John Kiriakou served as notetaker for a Principals Committee meeting on the eve of the invasion of Iraq — the night of February 19–20, 2003 — in which the sitting vice president revealed to participants that Iran was already a planned next target.[1]
Word of the invasion, a year in advance
Kiriakou has said the planning behind that meeting began a full year earlier, in May 2002, on his very first day as executive assistant to the CIA’s deputy director for operations. After he signed six secrecy agreements, his new boss told him the U.S. would invade Iraq the following year, overthrow Saddam Hussein, and build the world’s largest Air Force base there — allowing the U.S. to move its air assets out of Saudi Arabia and, in the stated rationale, deprive Osama bin Laden of the propaganda claim that America was “polluting the land of the two holy mosques.”[2][3][4][5] When Kiriakou objected that bin Laden had not yet been caught, he was told the decision had already been made and the “battle lines” were already drawn: the pro-invasion faction comprised the Office of the Vice President, the Office of the Secretary of Defense, and the National Security Council, while the CIA, State Department, and Joint Chiefs of Staff were opposed.[6][7][8][9][10] Iraq War planning began that day in 2002, a full year ahead of the March 2003 invasion.[11]
Setting
The meeting was held in the CIA director’s conference room. George Tenet was the sole participant seated at the table; Kiriakou sat directly behind him to take notes. The other principals appeared on screens: Vice President Dick Cheney, who chaired the meeting in place of President Bush; National Security Adviser Condoleezza Rice; Secretary of State Colin Powell; Secretary of Defense Donald Rumsfeld; several NSC senior directors; and General Tommy Franks, Commander-in-Chief of Central Command.[12][13][14][15] Kiriakou has said the Principals Committee is normally chaired by the president and made up of the secretaries of state and defense, the national security adviser, and the CIA director, with a handful of additional NSC staff — but that, for reasons never explained to him, the president simply did not attend that night.[13][14] At one point earlier in the meeting, Tenet quietly told Kiriakou not to bother writing something down.[16]
The order-of-battle briefing
Cheney opened by asking General Franks to give the order of battle — the disposition of forces for the following morning’s invasion of Iraq. Kiriakou described finding these briefings tedious and incomprehensible to him: unit designations, locations, axes of advance. He took notes dutifully.[17]
”We can be in Tehran by August”
Cheney asked Franks to confirm the invasion was set for a 6:00 a.m. border crossing and whether he was confident. Franks replied: “Mr. Vice President, if all goes as planned, we’ll be in Tehran by August” — or, in some retellings, “we can be in Tehran by August.”[18][19][16][20][21]
George Tenet discreetly reached forward and turned off his microphone. He turned to Kiriakou and said: “Did he say Tehran or did he say Baghdad?” Kiriakou answered: “He said Tehran.” Tenet said: “Have they lost their minds?” He then turned the microphone back on and sat quietly through the remainder of the briefing.[18][22][19][16][20]
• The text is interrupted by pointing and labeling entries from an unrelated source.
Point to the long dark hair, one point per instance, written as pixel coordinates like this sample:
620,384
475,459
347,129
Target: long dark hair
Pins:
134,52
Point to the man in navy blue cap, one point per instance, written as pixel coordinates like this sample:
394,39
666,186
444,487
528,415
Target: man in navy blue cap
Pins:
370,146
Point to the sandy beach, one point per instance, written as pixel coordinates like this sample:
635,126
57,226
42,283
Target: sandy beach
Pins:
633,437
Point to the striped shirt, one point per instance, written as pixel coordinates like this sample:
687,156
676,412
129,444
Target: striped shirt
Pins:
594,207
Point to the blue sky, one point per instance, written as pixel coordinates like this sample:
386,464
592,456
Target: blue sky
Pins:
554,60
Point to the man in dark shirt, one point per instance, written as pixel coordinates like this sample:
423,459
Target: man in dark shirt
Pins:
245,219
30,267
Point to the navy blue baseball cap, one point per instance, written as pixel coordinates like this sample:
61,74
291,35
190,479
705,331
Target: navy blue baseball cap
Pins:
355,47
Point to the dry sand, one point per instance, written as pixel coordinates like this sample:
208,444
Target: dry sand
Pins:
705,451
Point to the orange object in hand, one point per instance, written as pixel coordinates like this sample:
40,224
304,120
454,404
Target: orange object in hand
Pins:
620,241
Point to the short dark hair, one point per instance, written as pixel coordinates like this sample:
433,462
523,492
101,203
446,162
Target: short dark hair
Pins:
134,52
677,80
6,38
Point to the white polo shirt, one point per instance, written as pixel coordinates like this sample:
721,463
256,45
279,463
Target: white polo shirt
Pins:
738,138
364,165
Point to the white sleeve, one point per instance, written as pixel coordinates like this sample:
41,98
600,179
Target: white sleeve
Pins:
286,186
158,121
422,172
”They’re going to throw flowers at us”
As the meeting concluded and participants were logging off, a senior NSC director — in one account, the NSC’s senior director for the Middle East — said excitedly: “When we cross that border tomorrow morning, they’re going to throw flowers at us.”[22][23][24][25] Kiriakou’s reaction: “Do they know nothing about history? They must know nothing about the history of the Middle East.” He has separately said he told the director afterward that Iraqis would see Americans as foreign invaders and occupiers who would “throw bombs, not flowers” — a prediction he says proved correct, embroiling the U.S. in a war lasting more than a decade.[22][23][26][27]
Aftermath
Returning to his office, Kiriakou told his boss: “Did you know we were going to attack Iran?” His boss replied: “Are they still talking about that? We’re not going to attack Iran.” And then Kiriakou: “These guys know nothing about history.” His boss: “Of course they don’t know anything about history. That’s why they think we’re going to go to Iran. We’re not going to go to Iran.”[23][28][24]
The United States attacked Iraq the following day.